Si
narra che un sultano d’Egitto convocò una riunione di grandi studiosi
e, come accade in tutte le situazioni in cui si riuniscono gli eruditi,
si scatenò una controversia. L’oggetto della controversia era il Viaggio
Notturno del Profeta Maometto di cui si dice che venne trasportato fino
alle sfere celesti. In quel lasso di tempo il Profeta vide l’inferno e
il paradiso, parlò novantamila volte con Dio e visse molte altre
esperienze prima di essere riportato nuovamente nel suo letto. Una
brocca di acqua che era caduta mentre spiccava il volo verso il Cielo
non si era ancora completamente rovesciata, e il suo letto era rimasto
ancora tiepido.
Alcuni
dissero che tutto questo era possibile e si spiegava solo se si
accettava il fatto che potesse esistere un modo diverso di percepire il
tempo, invece il sultano diceva che quel fatto era impossibile. I saggi
dicevano che nulla è impossibile per l’onnipotenza divina, ma il sultano
continuava a dire di non esserne persuaso. La notizia della diatriba
arrivò all’orecchio dello sceicco sufi Shahab-ud-Din che si presentò a
corte. Il sultano lo accolse con gli onori che meritava e lo sceicco si
affrettò a precisare che era venuto a presentare la sua dimostrazione:
“Sappiamo che entrambi le interpretazioni del Viaggio Notturno del
Profeta sono errate, però esistono dei modi per provare la veracità
delle tradizioni senza dover ricorrere alla speculazione grossolana
oppure all’insulsa e limitata logicità.”
Nella
sala delle udienze vi erano quattro finestre e lo sceicco guidò il
sultano alla prima finestra e lo invitò ad affacciarsi. Il sultano
guardò fuori e vide che, dalla montagna vicina, scendeva un esercito
nemico che stava marciando verso la sua città per invaderla. Vedendo
quella enorme massa di uomini armati che avanzavano verso il suo
palazzo, il sultano fu terrorizzato ma lo sceicco lo rassicurò dicendo:
“Non fateci caso, non accade nulla!” quindi chiuse la finestra e la
riaprì: il sultano vide che fuori non c’era più anima viva.
Quando
lo sceicco aprì la seconda finestra, il sultano vide che la città era
in preda alle fiamme. Alla vista del disastro, il sultano urlò di
terrore ma lo sceicco gli disse: “Vi prego sultano, non dovete
affliggervi!” e infatti quando riaprì la finestra, la città era calma e
non c’era più alcuna traccia di incendio.

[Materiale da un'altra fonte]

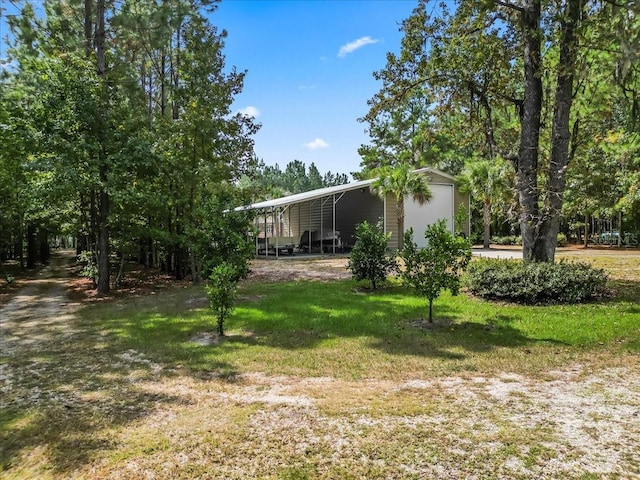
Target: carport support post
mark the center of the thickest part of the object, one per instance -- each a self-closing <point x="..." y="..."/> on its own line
<point x="321" y="227"/>
<point x="276" y="228"/>
<point x="334" y="224"/>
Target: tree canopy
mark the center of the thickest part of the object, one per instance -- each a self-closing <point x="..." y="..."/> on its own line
<point x="535" y="83"/>
<point x="117" y="129"/>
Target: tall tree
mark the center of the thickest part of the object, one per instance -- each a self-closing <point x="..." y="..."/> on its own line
<point x="485" y="57"/>
<point x="486" y="181"/>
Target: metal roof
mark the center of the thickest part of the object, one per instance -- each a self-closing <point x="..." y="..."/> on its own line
<point x="324" y="192"/>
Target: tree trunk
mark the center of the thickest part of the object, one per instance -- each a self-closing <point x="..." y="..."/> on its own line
<point x="400" y="214"/>
<point x="120" y="270"/>
<point x="560" y="134"/>
<point x="527" y="163"/>
<point x="31" y="246"/>
<point x="103" y="284"/>
<point x="195" y="274"/>
<point x="486" y="222"/>
<point x="104" y="268"/>
<point x="586" y="230"/>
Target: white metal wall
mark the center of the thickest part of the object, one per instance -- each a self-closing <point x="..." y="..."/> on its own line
<point x="419" y="217"/>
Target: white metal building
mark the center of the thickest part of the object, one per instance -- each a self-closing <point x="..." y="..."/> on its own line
<point x="325" y="220"/>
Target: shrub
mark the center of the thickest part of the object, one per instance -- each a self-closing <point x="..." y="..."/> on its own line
<point x="508" y="240"/>
<point x="436" y="267"/>
<point x="221" y="292"/>
<point x="369" y="259"/>
<point x="535" y="283"/>
<point x="89" y="266"/>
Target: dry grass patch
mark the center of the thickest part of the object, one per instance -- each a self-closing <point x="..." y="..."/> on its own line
<point x="316" y="382"/>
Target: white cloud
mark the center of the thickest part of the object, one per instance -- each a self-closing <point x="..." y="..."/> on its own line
<point x="250" y="111"/>
<point x="356" y="44"/>
<point x="317" y="143"/>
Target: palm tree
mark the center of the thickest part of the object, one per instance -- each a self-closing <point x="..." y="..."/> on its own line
<point x="487" y="181"/>
<point x="402" y="181"/>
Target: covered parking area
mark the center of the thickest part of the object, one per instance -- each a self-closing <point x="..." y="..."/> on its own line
<point x="324" y="221"/>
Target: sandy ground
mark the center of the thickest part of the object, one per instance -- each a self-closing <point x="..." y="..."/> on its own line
<point x="590" y="416"/>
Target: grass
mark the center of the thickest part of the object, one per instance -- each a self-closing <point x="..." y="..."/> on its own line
<point x="318" y="380"/>
<point x="325" y="329"/>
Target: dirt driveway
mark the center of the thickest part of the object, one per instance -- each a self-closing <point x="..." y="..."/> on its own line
<point x="86" y="411"/>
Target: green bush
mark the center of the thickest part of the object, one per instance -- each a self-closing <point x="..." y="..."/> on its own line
<point x="369" y="259"/>
<point x="436" y="267"/>
<point x="221" y="292"/>
<point x="535" y="283"/>
<point x="508" y="240"/>
<point x="562" y="240"/>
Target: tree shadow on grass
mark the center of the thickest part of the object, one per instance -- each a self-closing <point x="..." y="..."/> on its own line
<point x="290" y="318"/>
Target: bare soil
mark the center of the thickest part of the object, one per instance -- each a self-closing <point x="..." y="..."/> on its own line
<point x="125" y="417"/>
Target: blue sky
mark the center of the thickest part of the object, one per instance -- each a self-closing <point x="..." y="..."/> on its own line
<point x="309" y="72"/>
<point x="310" y="67"/>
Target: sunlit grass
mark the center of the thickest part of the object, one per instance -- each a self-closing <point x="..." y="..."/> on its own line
<point x="331" y="329"/>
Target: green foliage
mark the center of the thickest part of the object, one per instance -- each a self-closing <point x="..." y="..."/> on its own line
<point x="535" y="283"/>
<point x="507" y="240"/>
<point x="270" y="181"/>
<point x="562" y="240"/>
<point x="401" y="181"/>
<point x="369" y="259"/>
<point x="438" y="266"/>
<point x="221" y="292"/>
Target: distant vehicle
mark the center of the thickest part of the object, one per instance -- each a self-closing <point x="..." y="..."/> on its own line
<point x="611" y="236"/>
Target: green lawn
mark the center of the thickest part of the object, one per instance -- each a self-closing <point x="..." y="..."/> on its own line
<point x="318" y="380"/>
<point x="328" y="329"/>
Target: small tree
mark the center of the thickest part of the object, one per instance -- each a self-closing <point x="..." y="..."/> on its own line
<point x="369" y="259"/>
<point x="436" y="267"/>
<point x="221" y="292"/>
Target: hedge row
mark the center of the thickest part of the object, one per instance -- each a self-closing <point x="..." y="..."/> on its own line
<point x="535" y="283"/>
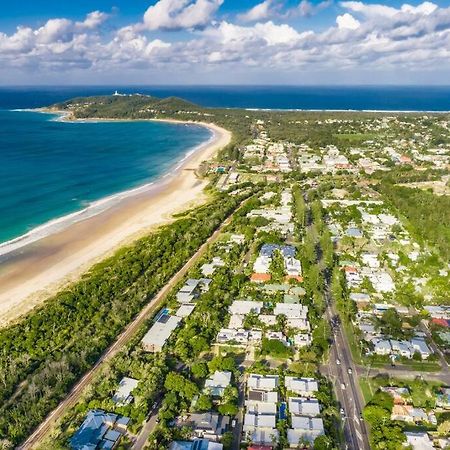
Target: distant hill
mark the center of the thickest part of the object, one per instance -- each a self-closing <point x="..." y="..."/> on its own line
<point x="124" y="106"/>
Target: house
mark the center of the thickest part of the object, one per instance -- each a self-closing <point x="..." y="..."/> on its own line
<point x="99" y="430"/>
<point x="237" y="239"/>
<point x="382" y="346"/>
<point x="262" y="382"/>
<point x="305" y="429"/>
<point x="268" y="319"/>
<point x="399" y="395"/>
<point x="418" y="440"/>
<point x="192" y="289"/>
<point x="277" y="336"/>
<point x="262" y="264"/>
<point x="293" y="267"/>
<point x="302" y="340"/>
<point x="185" y="310"/>
<point x="245" y="307"/>
<point x="354" y="232"/>
<point x="260" y="428"/>
<point x="229" y="335"/>
<point x="236" y="321"/>
<point x="421" y="346"/>
<point x="208" y="269"/>
<point x="401" y="348"/>
<point x="255" y="420"/>
<point x="159" y="333"/>
<point x="302" y="406"/>
<point x="269" y="249"/>
<point x="123" y="395"/>
<point x="443" y="398"/>
<point x="209" y="425"/>
<point x="260" y="277"/>
<point x="299" y="324"/>
<point x="218" y="382"/>
<point x="371" y="260"/>
<point x="291" y="310"/>
<point x="410" y="414"/>
<point x="305" y="387"/>
<point x="196" y="444"/>
<point x="438" y="312"/>
<point x="261" y="402"/>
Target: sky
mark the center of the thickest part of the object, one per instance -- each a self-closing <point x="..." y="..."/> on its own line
<point x="216" y="42"/>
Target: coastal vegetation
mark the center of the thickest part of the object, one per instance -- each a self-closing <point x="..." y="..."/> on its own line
<point x="44" y="354"/>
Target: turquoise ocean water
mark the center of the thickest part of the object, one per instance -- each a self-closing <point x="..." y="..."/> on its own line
<point x="49" y="168"/>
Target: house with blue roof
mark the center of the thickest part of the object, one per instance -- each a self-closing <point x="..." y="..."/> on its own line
<point x="196" y="444"/>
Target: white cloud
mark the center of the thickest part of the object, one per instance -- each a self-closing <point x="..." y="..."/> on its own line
<point x="261" y="11"/>
<point x="266" y="32"/>
<point x="93" y="20"/>
<point x="366" y="37"/>
<point x="306" y="8"/>
<point x="347" y="22"/>
<point x="378" y="10"/>
<point x="179" y="14"/>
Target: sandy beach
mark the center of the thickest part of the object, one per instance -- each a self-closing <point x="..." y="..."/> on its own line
<point x="39" y="269"/>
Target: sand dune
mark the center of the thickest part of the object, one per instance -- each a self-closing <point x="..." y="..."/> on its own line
<point x="38" y="270"/>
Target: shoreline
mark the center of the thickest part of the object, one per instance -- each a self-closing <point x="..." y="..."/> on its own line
<point x="34" y="270"/>
<point x="11" y="246"/>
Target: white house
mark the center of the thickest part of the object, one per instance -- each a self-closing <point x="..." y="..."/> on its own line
<point x="262" y="382"/>
<point x="302" y="406"/>
<point x="302" y="340"/>
<point x="291" y="310"/>
<point x="262" y="264"/>
<point x="218" y="382"/>
<point x="123" y="395"/>
<point x="245" y="307"/>
<point x="305" y="428"/>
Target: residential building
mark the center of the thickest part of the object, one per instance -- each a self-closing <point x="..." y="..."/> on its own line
<point x="218" y="382"/>
<point x="196" y="444"/>
<point x="159" y="333"/>
<point x="305" y="429"/>
<point x="209" y="425"/>
<point x="262" y="382"/>
<point x="304" y="387"/>
<point x="302" y="406"/>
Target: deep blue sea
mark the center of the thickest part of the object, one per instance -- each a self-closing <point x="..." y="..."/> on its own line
<point x="49" y="169"/>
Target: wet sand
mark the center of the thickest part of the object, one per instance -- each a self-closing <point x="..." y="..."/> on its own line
<point x="36" y="271"/>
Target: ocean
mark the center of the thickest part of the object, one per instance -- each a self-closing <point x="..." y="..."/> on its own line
<point x="49" y="169"/>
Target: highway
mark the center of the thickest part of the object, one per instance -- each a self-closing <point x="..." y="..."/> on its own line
<point x="342" y="372"/>
<point x="123" y="339"/>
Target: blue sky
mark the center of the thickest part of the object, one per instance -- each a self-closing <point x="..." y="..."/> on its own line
<point x="225" y="42"/>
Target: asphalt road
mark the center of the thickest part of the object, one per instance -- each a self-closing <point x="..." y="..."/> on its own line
<point x="147" y="429"/>
<point x="72" y="398"/>
<point x="347" y="388"/>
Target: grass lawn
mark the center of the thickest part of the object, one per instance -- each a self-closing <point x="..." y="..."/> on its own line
<point x="357" y="137"/>
<point x="367" y="389"/>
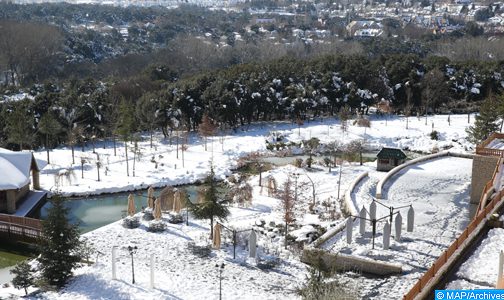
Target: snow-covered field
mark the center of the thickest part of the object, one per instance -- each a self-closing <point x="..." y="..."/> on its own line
<point x="437" y="190"/>
<point x="170" y="169"/>
<point x="480" y="270"/>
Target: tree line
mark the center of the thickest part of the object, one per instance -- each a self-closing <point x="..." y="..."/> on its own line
<point x="285" y="89"/>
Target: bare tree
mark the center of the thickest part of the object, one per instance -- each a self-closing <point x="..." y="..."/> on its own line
<point x="27" y="49"/>
<point x="288" y="207"/>
<point x="206" y="128"/>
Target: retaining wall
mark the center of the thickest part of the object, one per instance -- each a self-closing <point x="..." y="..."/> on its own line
<point x="482" y="171"/>
<point x="343" y="262"/>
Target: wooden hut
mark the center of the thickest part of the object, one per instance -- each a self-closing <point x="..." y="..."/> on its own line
<point x="15" y="170"/>
<point x="389" y="158"/>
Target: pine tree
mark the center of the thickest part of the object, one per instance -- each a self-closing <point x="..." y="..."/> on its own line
<point x="49" y="127"/>
<point x="212" y="206"/>
<point x="126" y="127"/>
<point x="485" y="122"/>
<point x="23" y="276"/>
<point x="206" y="128"/>
<point x="58" y="245"/>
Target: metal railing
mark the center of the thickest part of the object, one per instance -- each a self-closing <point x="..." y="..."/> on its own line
<point x="480" y="215"/>
<point x="15" y="227"/>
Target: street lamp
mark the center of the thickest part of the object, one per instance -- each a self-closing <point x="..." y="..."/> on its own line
<point x="220" y="268"/>
<point x="132" y="250"/>
<point x="296" y="176"/>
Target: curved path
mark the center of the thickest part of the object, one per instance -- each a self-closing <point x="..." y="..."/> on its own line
<point x="439" y="192"/>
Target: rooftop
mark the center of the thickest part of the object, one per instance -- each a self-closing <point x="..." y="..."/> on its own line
<point x="391" y="153"/>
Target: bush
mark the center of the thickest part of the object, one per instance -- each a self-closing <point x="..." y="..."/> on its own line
<point x="131" y="222"/>
<point x="175" y="218"/>
<point x="298" y="162"/>
<point x="156" y="226"/>
<point x="200" y="251"/>
<point x="309" y="162"/>
<point x="148" y="216"/>
<point x="23" y="276"/>
<point x="434" y="135"/>
<point x="267" y="263"/>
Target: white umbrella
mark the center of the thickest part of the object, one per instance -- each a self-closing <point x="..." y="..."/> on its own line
<point x="157" y="209"/>
<point x="216" y="238"/>
<point x="131" y="205"/>
<point x="150" y="197"/>
<point x="398" y="226"/>
<point x="252" y="244"/>
<point x="177" y="205"/>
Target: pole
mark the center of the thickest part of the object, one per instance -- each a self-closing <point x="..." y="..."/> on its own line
<point x="234" y="244"/>
<point x="374" y="230"/>
<point x="220" y="283"/>
<point x="152" y="271"/>
<point x="132" y="269"/>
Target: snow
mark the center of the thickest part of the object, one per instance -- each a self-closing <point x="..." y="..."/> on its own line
<point x="437" y="189"/>
<point x="496" y="144"/>
<point x="170" y="171"/>
<point x="439" y="192"/>
<point x="17" y="165"/>
<point x="481" y="269"/>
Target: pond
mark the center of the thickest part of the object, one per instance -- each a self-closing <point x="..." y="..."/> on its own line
<point x="11" y="254"/>
<point x="93" y="212"/>
<point x="89" y="213"/>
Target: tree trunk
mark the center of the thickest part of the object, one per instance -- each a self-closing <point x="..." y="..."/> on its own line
<point x="113" y="139"/>
<point x="134" y="160"/>
<point x="127" y="163"/>
<point x="73" y="154"/>
<point x="211" y="227"/>
<point x="151" y="136"/>
<point x="47" y="148"/>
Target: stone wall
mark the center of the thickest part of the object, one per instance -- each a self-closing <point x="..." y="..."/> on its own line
<point x="343" y="262"/>
<point x="482" y="171"/>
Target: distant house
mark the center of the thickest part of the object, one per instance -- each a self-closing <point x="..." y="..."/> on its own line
<point x="264" y="21"/>
<point x="389" y="158"/>
<point x="15" y="169"/>
<point x="364" y="28"/>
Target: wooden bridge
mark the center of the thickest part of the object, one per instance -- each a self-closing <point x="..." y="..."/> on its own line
<point x="19" y="229"/>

La stessa cosa avvenne con la
terza finestra da cui il sultano vide l'arrivo di un’enorme ondata che
stava sommergendo il palazzo. Ma l’inondazione sparì quando la finestra
venne chiusa e poi riaperta. Aprendo l'ultima finestra, il sultano vide
al posto del solito deserto che circondava la città, un giardino
paradisiaco pieno di alberi, fiori, animali e con splendide fontane che
scomparve quando la finestra fu chiusa e riaperta.
A
quel punto lo sceicco ordinò che venisse portata una bacinella di acqua
e pregò il sultano di immergervi la testa. Il sultano immerse la testa
nell’acqua e poi riemerse... e si ritrovò da solo, mezzo nudo e
abbandonato in un posto che non conosceva. Si rese conto che era caduto
vittima della perfida magia del malvagio sceicco. Sentì salire dentro
una grande rabbia, infatti giurò di vendicarsi alla prima occasione.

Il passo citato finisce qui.